De kantonrechter is van oordeel dat [gedaagde partij in conventie, eisende partij in reconventie] zowel in conventie als in reconventie dient te worden aangemerkt als de overwegend in het ongelijk gestelde partij. Zij zal dan ook worden veroordeeld in de kosten van deze procedure.
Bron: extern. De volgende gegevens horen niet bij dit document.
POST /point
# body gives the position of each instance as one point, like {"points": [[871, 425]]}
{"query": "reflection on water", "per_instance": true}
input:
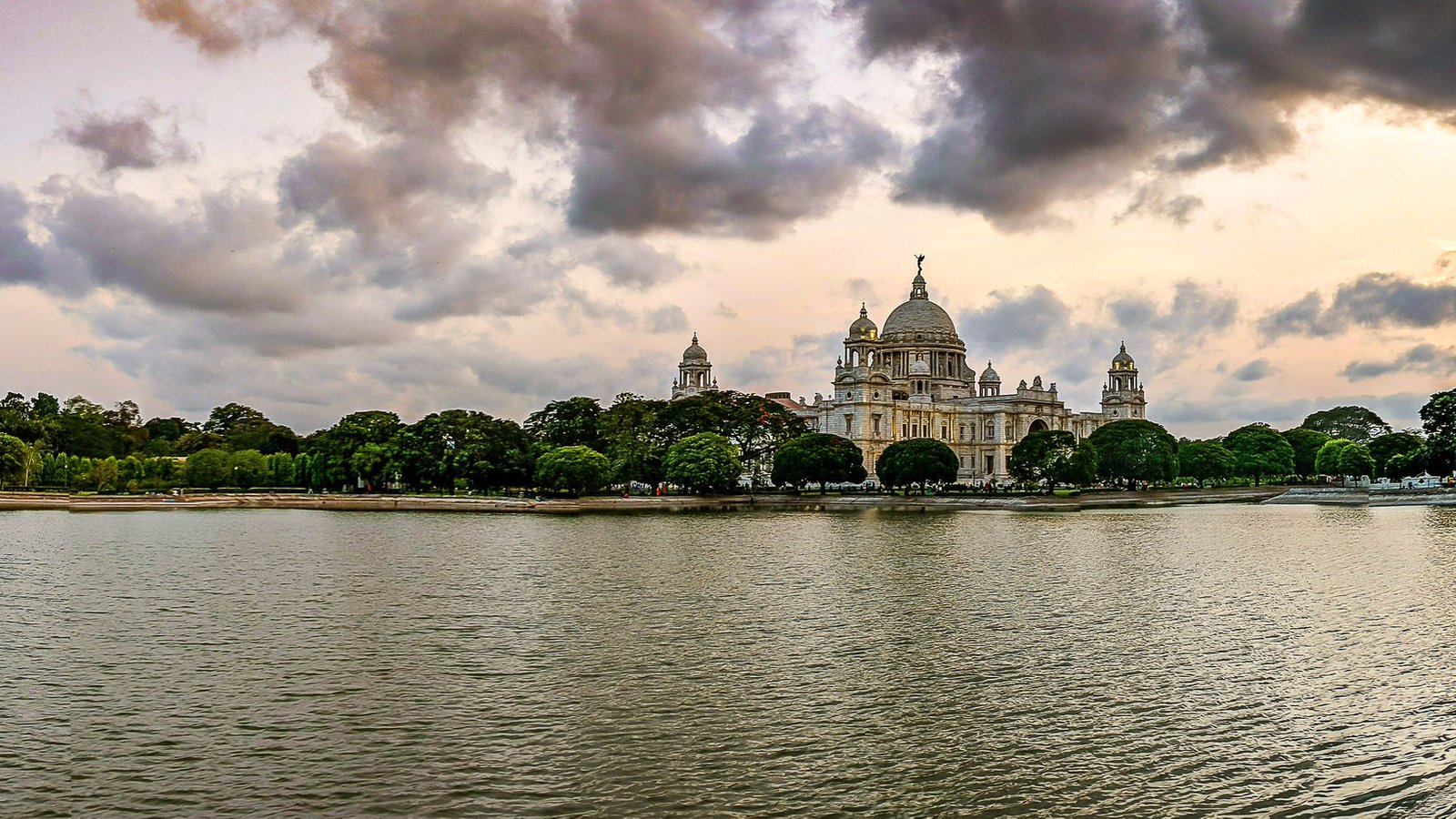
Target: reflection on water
{"points": [[1223, 661]]}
De kosten aan de zijde van [eisende partij in conventie, verweerder in reconventie] worden begroot op:
  • dagvaarding € 106,47
  • griffierecht 81,00
  • salaris gemachtigde conventie 720,00 (2 x tarief € 360,00)
  • salaris in reconventie
totaal € 1.207,47

5.De beslissing in conventie en in reconventie

De kantonrechter
in conventie
5.1.
wijst het gevorderde af,
in reconventie
5.2.
ontbindt de eerste huurovereenkomst per vandaag,
5.3.
vermindert de door [gedaagde partij in conventie, eisende partij in reconventie] te betalen huurprijs tot 20% vanaf de aanvangsdatum van de huurovereenkomsten tot 29 mei 2020 en veroordeelt [eisende partij in conventie, verweerder in reconventie] tot terugbetaling aan [gedaagde partij in conventie, eisende partij in reconventie] van de teveel betaalde huurpenningen,
5.4.
veroordeelt [eisende partij in conventie, verweerder in reconventie] om tegen behoorlijk bewijs van kwijting aan [gedaagde partij in conventie, eisende partij in reconventie] te betalen een bedrag van € 671,55 voor het vervangen van de sloten,
in conventie en in reconventie
5.5.
veroordeelt [gedaagde partij in conventie, eisende partij in reconventie] in de proceskosten aan de zijde van [eisende partij in conventie, verweerder in reconventie] gevallen en tot op heden begroot op € 1.207,47,
5.6.
verklaart dit vonnis tot zover uitvoerbaar bij voorraad,
5.7.
wijst het meer of anders gevorderde af.
Dit vonnis is gewezen door mr. A.H.M.J.F. Piëtte en in het openbaar uitgesproken.